Après 'Apaisement' (2013), 'Gratitude' (éd. P.O.L). Charles Juliet publie un nouvel opus de son journal, et rien qu'avec ce titre il donne une idée du chemin parcouru. 'Il est vrai qu'écrire c'est nécessairement puiser dans son vécu, le quotidien, le circonstanciel, le particulier, un matériau pauvre et limité.' D'où vient qu'avec son écriture, précise et dépouillée, l'écrivain arrive si bien à nous rejoindre dans nos quêtes et nos doutes ?
Charles Juliet a le regard doux de ceux qui ont connu la souffrance. Il ne suffit pas de savoir que Charles Juliet a vécu un traumatisme à l'âge d'un mois - séparé de sa mère qui souffrait de grave dépression, il a gardé ce que le pédiatre et psychanalyste Donald Winnicott (1896-1971) a nommé 'l'agonie primitive'. 'Souvent ce trauma laisse de graves séquelles, et l'enfance continue par la suite à déterminer toute une vie.' Mais il faut lire ses livres pour comprendre quel a été le chemin parcouru. Cela fait 60 ans qu'il tient un journal. 'Quand j'ai commencé je ne savais rien de l'écriture, je ne savais pas vers quoi j'allais.' Il livrait toutefois un combat, celui de la quête de soi.
Il a derrière lui une carrière littéraire impressionnante, couronnée par le prix Goncourt de la poésie pour 'Moisson' (2013) et le grand prix de l’Académie française pour l’ensemble de son œuvre en 2017. Et cependant, Charles Juliet n'écrit pas pour produire mais 'pour parvenir à se connaître', ce qui est 'une longue aventure'. Car selon lui, rien n'est plus important que de se trouver soi-même. Et cela passe par l'écriture.

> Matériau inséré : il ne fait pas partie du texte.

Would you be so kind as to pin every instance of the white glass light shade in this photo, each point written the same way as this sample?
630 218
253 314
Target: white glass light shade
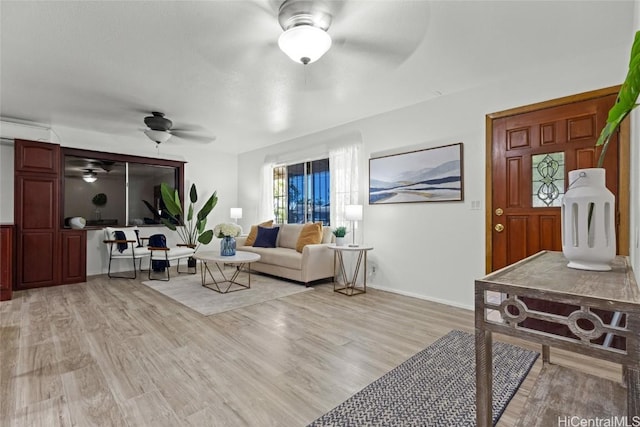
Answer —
157 136
236 213
304 43
90 177
353 212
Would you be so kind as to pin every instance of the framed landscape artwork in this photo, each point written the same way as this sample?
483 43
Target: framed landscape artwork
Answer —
429 175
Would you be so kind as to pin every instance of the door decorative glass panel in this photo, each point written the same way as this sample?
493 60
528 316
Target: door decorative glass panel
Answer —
547 179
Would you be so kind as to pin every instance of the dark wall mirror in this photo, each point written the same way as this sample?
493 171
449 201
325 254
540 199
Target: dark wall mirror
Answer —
109 189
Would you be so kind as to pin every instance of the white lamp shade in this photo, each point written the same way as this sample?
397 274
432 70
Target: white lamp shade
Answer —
157 136
304 43
353 212
236 213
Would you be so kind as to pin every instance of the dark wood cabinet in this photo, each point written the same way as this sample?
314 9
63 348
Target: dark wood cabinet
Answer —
7 246
36 207
74 256
46 253
36 157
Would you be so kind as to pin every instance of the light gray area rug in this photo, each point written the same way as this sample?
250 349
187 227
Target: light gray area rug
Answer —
188 290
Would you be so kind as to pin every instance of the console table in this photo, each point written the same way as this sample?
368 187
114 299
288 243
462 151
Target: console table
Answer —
545 276
342 282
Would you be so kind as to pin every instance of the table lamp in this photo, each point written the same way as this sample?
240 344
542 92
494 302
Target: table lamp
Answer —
353 213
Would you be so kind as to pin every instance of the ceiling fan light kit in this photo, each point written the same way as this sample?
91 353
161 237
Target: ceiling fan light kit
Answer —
304 43
157 136
90 176
305 24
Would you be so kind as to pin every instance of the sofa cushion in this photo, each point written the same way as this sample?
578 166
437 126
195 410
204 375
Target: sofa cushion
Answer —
254 232
289 234
266 237
283 257
311 234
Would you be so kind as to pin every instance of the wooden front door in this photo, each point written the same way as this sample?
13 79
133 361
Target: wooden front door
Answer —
531 151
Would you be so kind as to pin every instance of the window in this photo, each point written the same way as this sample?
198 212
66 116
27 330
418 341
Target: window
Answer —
126 181
301 192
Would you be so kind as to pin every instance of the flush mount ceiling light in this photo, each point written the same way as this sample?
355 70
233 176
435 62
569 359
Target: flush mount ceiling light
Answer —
90 176
305 24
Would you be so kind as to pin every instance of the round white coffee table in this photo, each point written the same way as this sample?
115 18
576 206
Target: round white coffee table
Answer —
239 260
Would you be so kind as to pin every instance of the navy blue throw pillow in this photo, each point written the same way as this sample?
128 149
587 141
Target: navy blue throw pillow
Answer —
266 237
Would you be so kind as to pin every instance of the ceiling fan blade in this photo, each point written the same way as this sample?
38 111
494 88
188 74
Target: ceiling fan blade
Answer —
201 139
186 128
391 30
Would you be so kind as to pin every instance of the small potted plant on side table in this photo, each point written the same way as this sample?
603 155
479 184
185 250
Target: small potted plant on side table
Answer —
340 233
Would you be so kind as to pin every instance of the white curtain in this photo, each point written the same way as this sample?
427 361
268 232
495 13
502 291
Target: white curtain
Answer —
344 163
265 205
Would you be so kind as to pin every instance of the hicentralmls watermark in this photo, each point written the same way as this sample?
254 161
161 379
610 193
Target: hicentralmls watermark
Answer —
576 421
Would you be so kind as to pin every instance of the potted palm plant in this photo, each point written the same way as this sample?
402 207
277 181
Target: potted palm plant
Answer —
190 226
588 229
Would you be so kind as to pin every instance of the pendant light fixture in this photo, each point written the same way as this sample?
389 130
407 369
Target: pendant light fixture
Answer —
305 24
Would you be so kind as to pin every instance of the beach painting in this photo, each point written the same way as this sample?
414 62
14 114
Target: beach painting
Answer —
429 175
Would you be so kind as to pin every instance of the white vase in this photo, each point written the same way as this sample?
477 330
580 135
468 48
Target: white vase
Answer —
588 243
77 222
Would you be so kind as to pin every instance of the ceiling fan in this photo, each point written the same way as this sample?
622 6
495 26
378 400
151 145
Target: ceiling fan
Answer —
356 37
160 129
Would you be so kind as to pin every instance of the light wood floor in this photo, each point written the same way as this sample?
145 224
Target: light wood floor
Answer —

'Je n'écris que ce qui s'offre, ce qui vient, ce qui demande à s'exprimer.' À se libérer. 'Cette nécessité de se connaître je crois s'impose à toute personne dès l'instant qu'elle réfléchit un peu à ce qu'elle est et ce qu'elle veut être.' Pour Charles Juliet, il a fallu des année de recherche, de doute et de 'destruction' de lui-même et de ce qui l'empêchait de rejoindre celui qu'il était mais qu'il s'empêchait d'être.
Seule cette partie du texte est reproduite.